Given Eq. 4, Eq. 5 and Eq. 6, we can solve Eq. 3. However, fundamental matrix requires information about the coordinate system conventions (detailed discussion in Appendix A). If the conventions are not well documented, as is the case in proprietary platforms, there exists a vast search space of possible conventions (Appendix B). We demonstrate that discovering this convention is not trivial (Appendix C).

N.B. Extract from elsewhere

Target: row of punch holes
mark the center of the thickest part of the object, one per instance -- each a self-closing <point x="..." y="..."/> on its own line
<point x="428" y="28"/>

In this section, we describe our user friendly approach to estimate \({\textbf {H}}_{\vartriangle }\) using the ground truth poses only (Algorithm 2, Fig. 7). Lets assume that the current view (red image frame in Fig. 7) of the simulator has a pose (\(\mathrm {{\textbf {R}}^{o}, {\textbf {t}}^{o}}\)), with unknown convention. Generally the simulators follow the WASD keys to move (W forward, A left, S back and D right). Press D to move right few steps. Lets say the pose of the current view (green image frame in Fig. 7) is (\(\mathrm {{\textbf {R}}^{o}, {\textbf {t}}^{r}}\)). Note that only translation has changed. Now move forward by pressing W. The pose of the current view (blue image frame in Fig. 7) is (\(\mathrm {{\textbf {R}}^{o}, {\textbf {t}}^{f}}\)). Again there is no change in rotation.

Given the three translation vectors (\(\mathrm {{\textbf {t}}^{o}}\), \(\mathrm {{\textbf {t}}^{r}}\) and \(\mathrm {{\textbf {t}}^{f}}\)) in unknown coordinate system, we can determine the transformation to a known coordinate system (\({\textbf {x-axis}}\) rightwards, \({\textbf {y-axis}}\) downwards and \({\textbf {z-axis}}\), according to \({\textbf {right-hand}}\) rule, forwards) as follows. Let \(\mathrm {{\textbf {n}}_{x}}\), \(\mathrm {{\textbf {n}}_{y}}\) and \(\mathrm {{\textbf {n}}_{z}}\) be the unit vectors in the direction of \({\textbf {x-axis}}\), \({\textbf {y-axis}}\) and \({\textbf {z-axis}}\) respectively.

Fig. 7
Fig. 7
Full size image

Transforming unknown coordinate system to known coordinate system: a user friendly approach.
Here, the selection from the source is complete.